In September 2017, the average 2-year, fixed mortgage rate hit its lowest ever level at 2.17%, according to Moneyfacts.
Borrowers can swap to deals almost as cheap as that now, but those who do not re-mortgage and instead fall onto their lender’s default standard variable rate risk monthly payments rising substantially.
Today’s average standard variable rate sits at 4.89% and a shift to that from 2.17% would see the average mortgage’s monthly mortgage payments jump by 26% – adding £175 – as monthly payments rose from £680 to £855, according to Compare the Market.
Some 850,000 homeowners are due to see their fixed rate periods end in the next 6 months, according to the comparison site.

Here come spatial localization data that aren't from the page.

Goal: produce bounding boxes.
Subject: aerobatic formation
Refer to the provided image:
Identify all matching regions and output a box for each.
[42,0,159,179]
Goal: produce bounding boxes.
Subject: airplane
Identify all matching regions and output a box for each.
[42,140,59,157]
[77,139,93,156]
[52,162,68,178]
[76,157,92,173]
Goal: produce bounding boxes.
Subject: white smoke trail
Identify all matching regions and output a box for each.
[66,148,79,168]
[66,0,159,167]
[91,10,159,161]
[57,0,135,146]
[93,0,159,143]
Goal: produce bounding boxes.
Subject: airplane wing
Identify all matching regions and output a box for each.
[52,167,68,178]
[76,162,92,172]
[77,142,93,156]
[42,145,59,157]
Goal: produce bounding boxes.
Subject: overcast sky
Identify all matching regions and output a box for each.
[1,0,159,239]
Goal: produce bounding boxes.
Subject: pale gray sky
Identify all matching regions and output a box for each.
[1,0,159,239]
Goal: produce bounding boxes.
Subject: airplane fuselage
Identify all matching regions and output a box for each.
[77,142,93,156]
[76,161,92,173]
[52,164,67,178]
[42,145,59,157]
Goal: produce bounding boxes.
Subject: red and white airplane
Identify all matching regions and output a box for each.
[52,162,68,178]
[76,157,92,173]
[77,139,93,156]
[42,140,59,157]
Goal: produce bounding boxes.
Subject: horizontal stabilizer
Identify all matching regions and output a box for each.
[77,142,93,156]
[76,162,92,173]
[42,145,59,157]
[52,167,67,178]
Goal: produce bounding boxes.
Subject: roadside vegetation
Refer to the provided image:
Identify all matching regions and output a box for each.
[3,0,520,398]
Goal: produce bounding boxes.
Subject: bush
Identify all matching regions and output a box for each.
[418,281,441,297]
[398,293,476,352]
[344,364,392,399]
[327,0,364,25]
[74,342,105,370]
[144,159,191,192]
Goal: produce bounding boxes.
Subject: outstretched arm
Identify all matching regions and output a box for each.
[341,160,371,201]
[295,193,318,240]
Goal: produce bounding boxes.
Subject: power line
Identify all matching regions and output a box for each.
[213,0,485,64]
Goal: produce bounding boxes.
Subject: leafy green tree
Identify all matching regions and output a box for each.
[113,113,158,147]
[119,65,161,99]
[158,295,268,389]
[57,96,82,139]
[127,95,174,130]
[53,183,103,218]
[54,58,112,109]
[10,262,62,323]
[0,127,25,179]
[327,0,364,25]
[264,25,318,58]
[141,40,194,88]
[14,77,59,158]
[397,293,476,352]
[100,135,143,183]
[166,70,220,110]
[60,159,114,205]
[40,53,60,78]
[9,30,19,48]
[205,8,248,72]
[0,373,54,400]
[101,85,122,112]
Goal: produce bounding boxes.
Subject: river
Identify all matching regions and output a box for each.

Moneyfacts finance expert Darren Cook said: ‘Borrowers who may be arriving at the end of their current 2-year deal will probably have a high motivation to re-mortgage.
‘But they may need to look carefully to find a rate similar to the one they may have negotiated two years ago.’
Homeowners were warned not to be lulled into a false sense of security by the low interest rate environment, as lender’s default rates are considerably higher than new deals.
Compare the Market’s Mark Gordon said: ‘Rolling onto a standard variable rate mortgage can cost you thousands of pounds.
‘We may be in a “lower for longer” rate environment now, but that doesn’t mean interest rates will remain at rock bottom forever.
‘For those people on a standard variable rate mortgage, the additional costs should be a wake-up call.
‘Not only could your mortgage get more expensive if the base rate rises, but Standard Variable Rate mortgages tend to be much more expensive than fixed rate deals available.’